While an estimated 80 per cent of Erb's sufferers make a full recovery within three months of delivery, some 20 per cent of children suffer permanent paralysis.
Erb's is often caused by a difficult birth when a baby's shoulder is trapped behind its mother's pelvis and fragile nerves in the child's neck and arm become over-stretched or even torn. A typical Erb's injury is an arm in a "waiter's tip" position, rotated towards the body with the hand curled upwards.
With improvements in diet generally, heavier babies are being born worldwide but because the female pelvic anatomy has not changed, birth injuries are on the increase.
The association's founder, Mary Verbruggen, says Ireland is among the top three countries in the EU in terms of childbirth and, as Irish women have smaller pelvises than many other nationalities, they are at a higher risk of delivering birth- injured babies.
For the first six years of her son Johan's life, she thought he was the only person in the country with the condition.
She set up the charity in Galway in 1998 to ensure that other parents did not have to face the same lack of information and isolation that her family did.
Now the national support network is calling on young adults to help children like Johan, now aged 12 and who will not recover from the paralysis, to adapt.
"Young adults with Erb's who have grown up with a paralysed arm or an even worse form of Erb's can talk to our children about everyday things like changing schools, play- ing sports, making friends, further education and starting work.
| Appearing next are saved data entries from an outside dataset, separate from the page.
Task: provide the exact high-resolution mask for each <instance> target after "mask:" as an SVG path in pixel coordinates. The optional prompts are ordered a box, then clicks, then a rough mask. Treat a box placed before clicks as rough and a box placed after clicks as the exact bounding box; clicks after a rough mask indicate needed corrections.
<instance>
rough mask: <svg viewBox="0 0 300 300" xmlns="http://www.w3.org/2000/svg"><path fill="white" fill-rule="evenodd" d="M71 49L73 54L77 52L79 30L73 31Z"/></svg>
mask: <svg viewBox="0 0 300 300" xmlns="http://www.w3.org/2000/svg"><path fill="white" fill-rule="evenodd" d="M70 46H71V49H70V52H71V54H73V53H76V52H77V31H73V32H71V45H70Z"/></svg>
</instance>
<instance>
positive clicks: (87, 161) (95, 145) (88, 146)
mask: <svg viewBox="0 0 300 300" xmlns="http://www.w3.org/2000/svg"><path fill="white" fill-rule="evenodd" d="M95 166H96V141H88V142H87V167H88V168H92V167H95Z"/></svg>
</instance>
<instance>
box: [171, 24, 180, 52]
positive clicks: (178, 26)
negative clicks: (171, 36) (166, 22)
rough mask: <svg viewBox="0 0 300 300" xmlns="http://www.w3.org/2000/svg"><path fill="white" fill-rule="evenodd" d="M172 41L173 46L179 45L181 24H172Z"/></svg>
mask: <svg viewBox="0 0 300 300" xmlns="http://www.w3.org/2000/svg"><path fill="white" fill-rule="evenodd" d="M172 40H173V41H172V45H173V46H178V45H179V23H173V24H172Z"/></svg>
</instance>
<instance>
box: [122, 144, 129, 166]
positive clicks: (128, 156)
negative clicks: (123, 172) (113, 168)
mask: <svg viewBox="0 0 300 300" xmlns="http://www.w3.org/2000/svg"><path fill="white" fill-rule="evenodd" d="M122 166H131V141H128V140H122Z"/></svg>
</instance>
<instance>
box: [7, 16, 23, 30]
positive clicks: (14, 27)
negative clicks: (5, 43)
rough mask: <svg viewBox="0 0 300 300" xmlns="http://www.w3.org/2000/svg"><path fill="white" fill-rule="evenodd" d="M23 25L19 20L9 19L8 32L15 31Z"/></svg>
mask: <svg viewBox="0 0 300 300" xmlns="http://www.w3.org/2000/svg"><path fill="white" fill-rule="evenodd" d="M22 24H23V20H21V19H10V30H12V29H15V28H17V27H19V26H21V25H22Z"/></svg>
We want our parents to see for themselves that babies with Erb's Palsy have grown into successful and confident young people," Ms Verbruggen says.
Although she does her best to be a confidence-building ultra-aware parent for Johan, she can only relate to him as a person with two perfect arms.
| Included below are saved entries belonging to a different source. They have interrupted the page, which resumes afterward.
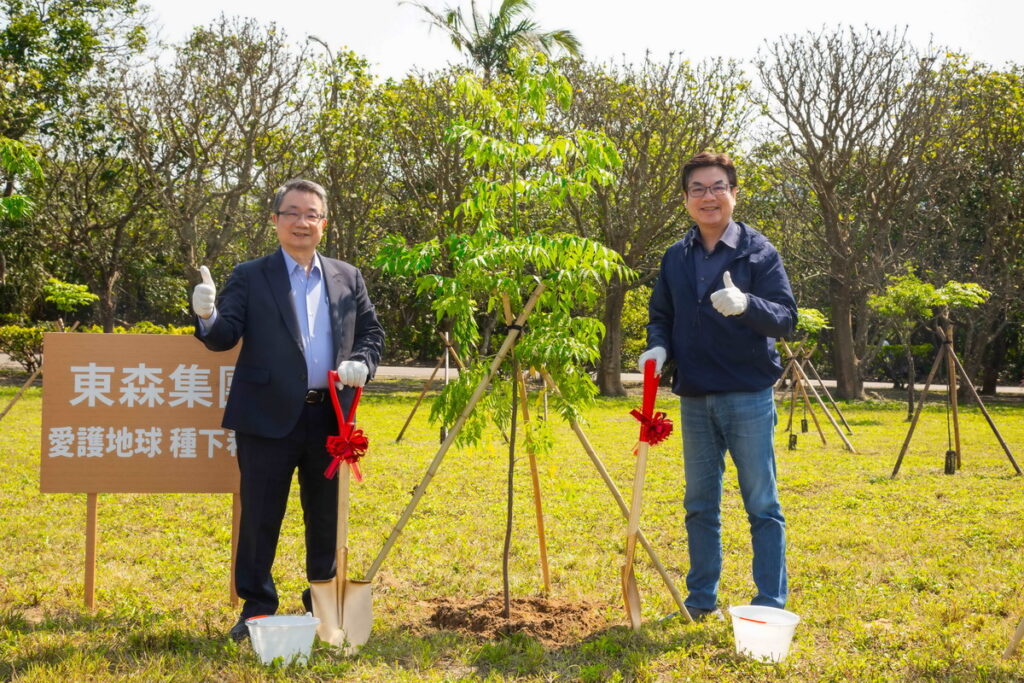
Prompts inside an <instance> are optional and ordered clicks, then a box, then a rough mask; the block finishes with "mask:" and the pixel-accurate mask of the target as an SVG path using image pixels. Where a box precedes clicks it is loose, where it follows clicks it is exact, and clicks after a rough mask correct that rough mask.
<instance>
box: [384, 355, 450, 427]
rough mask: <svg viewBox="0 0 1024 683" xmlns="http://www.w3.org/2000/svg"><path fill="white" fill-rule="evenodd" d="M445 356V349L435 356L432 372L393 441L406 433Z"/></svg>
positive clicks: (440, 366) (435, 376) (429, 390)
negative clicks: (404, 421)
mask: <svg viewBox="0 0 1024 683" xmlns="http://www.w3.org/2000/svg"><path fill="white" fill-rule="evenodd" d="M446 358H447V352H446V350H445V352H444V353H442V354H441V356H440V357H439V358H437V362H436V364H435V365H434V370H433V372H432V373H430V377H429V378H428V379H427V381H426V382H425V383H424V384H423V391H421V392H420V396H419V398H417V399H416V404H415V405H413V410H412V411H410V413H409V417H408V418H406V424H403V425H402V426H401V431H399V432H398V435H397V436H395V437H394V442H395V443H397V442H398V441H400V440H401V437H402V435H403V434H404V433H406V429H407V428H408V427H409V423H410V422H412V421H413V416H414V415H416V411H417V409H419V408H420V403H421V402H423V397H424V396H426V395H427V392H428V391H430V385H431V384H433V383H434V377H436V376H437V371H438V370H440V368H441V364H443V362H444V360H445V359H446Z"/></svg>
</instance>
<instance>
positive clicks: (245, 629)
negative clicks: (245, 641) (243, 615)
mask: <svg viewBox="0 0 1024 683" xmlns="http://www.w3.org/2000/svg"><path fill="white" fill-rule="evenodd" d="M247 618H249V617H248V616H240V617H239V622H238V624H236V625H234V626H232V627H231V630H230V631H228V632H227V635H229V636H230V637H231V640H233V641H234V642H237V643H241V642H242V641H243V640H245V639H246V638H248V637H249V627H248V626H246V620H247Z"/></svg>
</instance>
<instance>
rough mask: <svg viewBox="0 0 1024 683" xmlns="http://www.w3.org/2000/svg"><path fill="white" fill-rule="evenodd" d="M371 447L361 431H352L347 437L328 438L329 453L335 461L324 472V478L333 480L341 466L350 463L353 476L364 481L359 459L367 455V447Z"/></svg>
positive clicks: (328, 449) (349, 466)
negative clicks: (359, 467)
mask: <svg viewBox="0 0 1024 683" xmlns="http://www.w3.org/2000/svg"><path fill="white" fill-rule="evenodd" d="M369 446H370V439H369V438H367V435H366V434H364V433H362V430H361V429H352V430H351V431H349V432H348V434H347V435H345V436H328V437H327V453H328V455H329V456H331V458H332V459H333V460H332V461H331V464H330V465H328V466H327V469H326V470H325V471H324V476H326V477H327V478H328V479H333V478H334V475H335V473H336V472H337V471H338V468H339V467H341V464H342V463H343V462H344V463H348V465H349V467H351V468H352V476H354V477H355V480H356V481H362V474H360V473H359V465H358V462H359V458H361V457H362V456H365V455H367V447H369Z"/></svg>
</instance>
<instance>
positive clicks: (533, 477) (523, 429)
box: [502, 294, 551, 595]
mask: <svg viewBox="0 0 1024 683" xmlns="http://www.w3.org/2000/svg"><path fill="white" fill-rule="evenodd" d="M502 308H503V309H504V312H505V325H512V319H513V318H512V304H511V302H510V301H509V297H508V295H507V294H502ZM515 367H516V370H515V373H514V375H515V377H514V378H513V382H515V387H516V388H515V393H517V394H519V396H520V404H521V407H522V426H523V430H524V431H525V432H526V456H527V458H528V459H529V475H530V479H531V481H532V484H534V512H535V516H536V517H537V541H538V545H539V546H540V554H541V575H542V577H543V579H544V592H545V593H546V594H549V595H550V594H551V572H550V570H549V569H548V540H547V537H546V536H545V533H544V503H543V502H542V499H541V476H540V474H539V473H538V471H537V453H536V452H535V451H534V444H532V441H530V439H529V405H527V403H528V400H527V399H526V383H525V382H524V381H523V379H522V373H521V372H519V370H518V368H519V366H518V365H516V366H515Z"/></svg>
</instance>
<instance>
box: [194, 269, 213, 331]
mask: <svg viewBox="0 0 1024 683" xmlns="http://www.w3.org/2000/svg"><path fill="white" fill-rule="evenodd" d="M199 274H201V275H202V276H203V282H202V283H200V284H199V285H197V286H196V289H195V290H193V310H195V311H196V314H197V315H199V316H200V317H202V318H203V319H207V318H209V317H210V316H211V315H213V309H214V303H215V302H216V300H217V288H216V286H215V285H214V284H213V278H212V276H211V275H210V268H208V267H206V266H205V265H201V266H199Z"/></svg>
She likens it to the empathy a man feels for his pregnant wife.
The lack of information in Ireland and Britain has left many sufferers unaware that there is even a name for what happened to them at birth and Ms Verbruggen encourages anybody to contact her if they believe they may have the condition.
The association has 155 members with the condition, 32 of whom live in Connacht, but Ms Verbruggen is convinced that there are a lot more Erb's sufferers in Ireland.
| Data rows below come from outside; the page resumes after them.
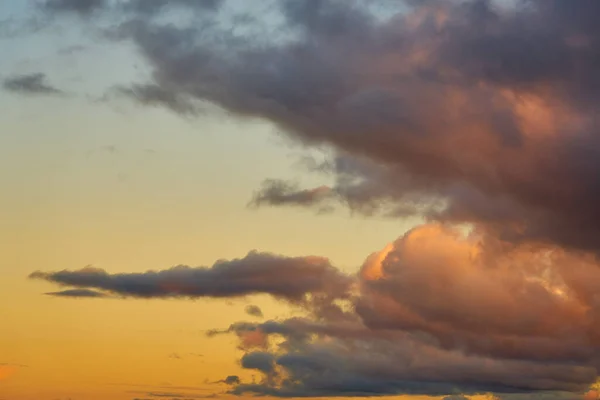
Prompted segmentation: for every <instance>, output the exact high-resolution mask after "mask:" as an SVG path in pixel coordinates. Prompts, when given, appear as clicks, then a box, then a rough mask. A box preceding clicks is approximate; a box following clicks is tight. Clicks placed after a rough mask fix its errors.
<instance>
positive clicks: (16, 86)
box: [3, 73, 64, 95]
mask: <svg viewBox="0 0 600 400" xmlns="http://www.w3.org/2000/svg"><path fill="white" fill-rule="evenodd" d="M3 87H4V89H5V90H7V91H9V92H14V93H21V94H30V95H59V94H64V92H63V91H62V90H60V89H57V88H55V87H54V86H52V85H50V84H49V83H47V82H46V75H45V74H42V73H35V74H29V75H15V76H10V77H7V78H5V79H4V82H3Z"/></svg>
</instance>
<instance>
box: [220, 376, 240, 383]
mask: <svg viewBox="0 0 600 400" xmlns="http://www.w3.org/2000/svg"><path fill="white" fill-rule="evenodd" d="M223 382H224V383H226V384H228V385H236V384H239V383H240V377H239V376H237V375H229V376H228V377H227V378H225V379H223Z"/></svg>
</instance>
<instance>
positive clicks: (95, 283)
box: [30, 251, 351, 302]
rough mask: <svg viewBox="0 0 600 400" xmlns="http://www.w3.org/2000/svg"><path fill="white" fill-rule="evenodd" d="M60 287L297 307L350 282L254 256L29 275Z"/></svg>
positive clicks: (312, 257) (122, 295) (313, 262)
mask: <svg viewBox="0 0 600 400" xmlns="http://www.w3.org/2000/svg"><path fill="white" fill-rule="evenodd" d="M30 278H32V279H41V280H46V281H48V282H52V283H56V284H59V285H62V286H71V287H75V288H79V289H97V290H102V291H104V292H108V293H110V294H113V295H119V296H124V297H138V298H177V297H187V298H198V297H235V296H245V295H250V294H255V293H267V294H271V295H272V296H274V297H277V298H281V299H286V300H289V301H293V302H300V301H302V300H304V299H305V296H306V295H307V294H314V293H331V294H338V295H339V294H342V293H344V292H346V291H347V289H348V287H349V285H350V284H351V279H350V278H349V277H348V276H346V275H344V274H342V273H340V272H339V271H338V270H337V269H335V268H334V267H333V266H332V265H331V264H330V263H329V261H328V260H327V259H325V258H321V257H284V256H278V255H273V254H269V253H259V252H256V251H253V252H250V253H248V255H246V256H245V257H244V258H241V259H234V260H230V261H217V262H216V263H215V264H214V265H213V266H212V267H211V268H208V267H195V268H193V267H188V266H183V265H180V266H176V267H173V268H170V269H166V270H162V271H148V272H144V273H129V274H109V273H108V272H106V271H104V270H102V269H98V268H92V267H87V268H83V269H80V270H75V271H69V270H63V271H58V272H41V271H37V272H34V273H32V274H31V275H30Z"/></svg>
The Central Remedial Clinic runs an Erb's Palsy Clinic once a month and surgery is being carried out on people with the condition for the first time in Ireland.
Ms Verbruggen says people can join the association as silent members.
The most important thing is that the parent gets the relevant information and the child gets the treatment required as soon as possible, as some forms of surgery, such as nerve-grafting, must be carried out in the first year of life.